The “One vs One” strategy is more computationally costly than the “One vs All”. The former scales as the square of the number of classes, whereas the latter is linear with the number of classes.

Confusion matrix The confusion matrix, sklearn.metrics.confusion_matrix is a useful tool to understand the classifier’s errors in a multiclass problem.


2.2.2. Setting estimator parameters

Most estimators have parameters that can be set to optimize their performance. Importantly, this must be done via nested cross-validation.

Indeed, there is noise in the cross-validation score, and when we vary the parameter, the curve showing the score as a function of the parameter will have bumps and peaks due to this noise. These will not generalize to new data and chances are that the corresponding choice of parameter will not perform as well on new data.


With scikit-learn nested cross-validation is done via sklearn.grid_search.GridSearchCV. It is unfortunately time consuming, but the n_jobs argument can spread the load on multiple CPUs.

2.2.3. Different linear models

There is a wide variety of classifiers available in scikit-learn (see the scikit-learn documentation on supervised learning). Here we apply a few linear models to fMRI data:

  • SVC: the support vector classifier
  • SVC cv: the support vector classifier with its parameter C set by cross-validation
  • log l2: the logistic regression with l2 penalty
  • log l2 cv: the logistic regression with l2 penalty with its parameter set by cross-validation
  • log l1: the logistic regression with l1 penalty: sparse model
  • log l1 50: the logistic regression with l1 penalty and a high sparsity parameter
  • log l1 cv: the logistic regression with l1 penalty with its parameter (controlling the sparsity) set by cross-validation
  • ridge: the ridge classifier
  • ridge cv: the ridge classifier with its parameter set by cross-validation


  • The SVC is fairly insensitive to the choice of the regularization parameter
  • cross-validation (CV) takes time
  • The ridge and ridge CV are fast, but will not work well on ill-separated classes, and, most importantly give ugly weight maps (see below)
  • Parameter selection is difficult with sparse models
  • There is no free lunch: no estimator will work uniformely better in every situation.

Note that what is done to the data before applying the estimator is often more important than the choice of estimator. Typically, standardizing the data is important, smoothing can often be useful, and confounding effects, such as session effect, must be removed.

The corresponding weight maps (below) differ widely from one estimator to the other, although the prediction scores are fairly similar. In other terms, a well-performing estimator in terms of prediction error gives us little guarantee on the brain maps.
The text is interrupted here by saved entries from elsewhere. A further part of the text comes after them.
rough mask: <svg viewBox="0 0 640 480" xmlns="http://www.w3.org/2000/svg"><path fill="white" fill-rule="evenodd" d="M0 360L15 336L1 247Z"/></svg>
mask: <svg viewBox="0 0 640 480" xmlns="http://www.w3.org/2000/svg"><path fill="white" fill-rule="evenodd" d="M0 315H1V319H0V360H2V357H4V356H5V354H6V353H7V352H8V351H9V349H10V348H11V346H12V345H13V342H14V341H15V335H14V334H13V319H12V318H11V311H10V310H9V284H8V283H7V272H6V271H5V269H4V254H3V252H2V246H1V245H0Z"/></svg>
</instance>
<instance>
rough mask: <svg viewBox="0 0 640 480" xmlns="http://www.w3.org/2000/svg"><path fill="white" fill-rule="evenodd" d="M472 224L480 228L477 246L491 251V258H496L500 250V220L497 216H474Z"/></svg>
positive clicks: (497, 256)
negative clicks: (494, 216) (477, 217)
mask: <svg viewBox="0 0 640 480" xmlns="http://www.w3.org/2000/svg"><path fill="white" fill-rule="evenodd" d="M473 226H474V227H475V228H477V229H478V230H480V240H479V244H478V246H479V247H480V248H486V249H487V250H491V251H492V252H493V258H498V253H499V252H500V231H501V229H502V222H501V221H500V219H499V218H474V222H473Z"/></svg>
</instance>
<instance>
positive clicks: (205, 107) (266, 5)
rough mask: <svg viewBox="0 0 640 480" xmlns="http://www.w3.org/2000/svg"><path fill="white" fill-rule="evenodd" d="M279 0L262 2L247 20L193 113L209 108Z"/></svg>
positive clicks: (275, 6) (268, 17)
../_images/sphx_glr_plot_haxby_different_estimators_0071.png ../_images/sphx_glr_plot_haxby_different_estimators_0081.png ../_images/sphx_glr_plot_haxby_different_estimators_0051.png ../_images/sphx_glr_plot_haxby_different_estimators_0061.png ../_images/sphx_glr_plot_haxby_different_estimators_0041.png ../_images/sphx_glr_plot_haxby_different_estimators_0021.png ../_images/sphx_glr_plot_haxby_different_estimators_0031.png ../_images/sphx_glr_plot_haxby_different_estimators_0091.png ../_images/sphx_glr_plot_haxby_different_estimators_0101.png

Decoding on simulated data

Simple simulations may be useful to understand the behavior of a given decoder on data. In particular, simulations enable us to set the true weight maps and compare them to the ones retrieved by decoders. A full example running simulations and discussing them can be found in Example of pattern recognition on simulated data Simulated data cannot easily mimic all properties of brain data. An important aspect, however, is its spatial structure, that we create in the simulations.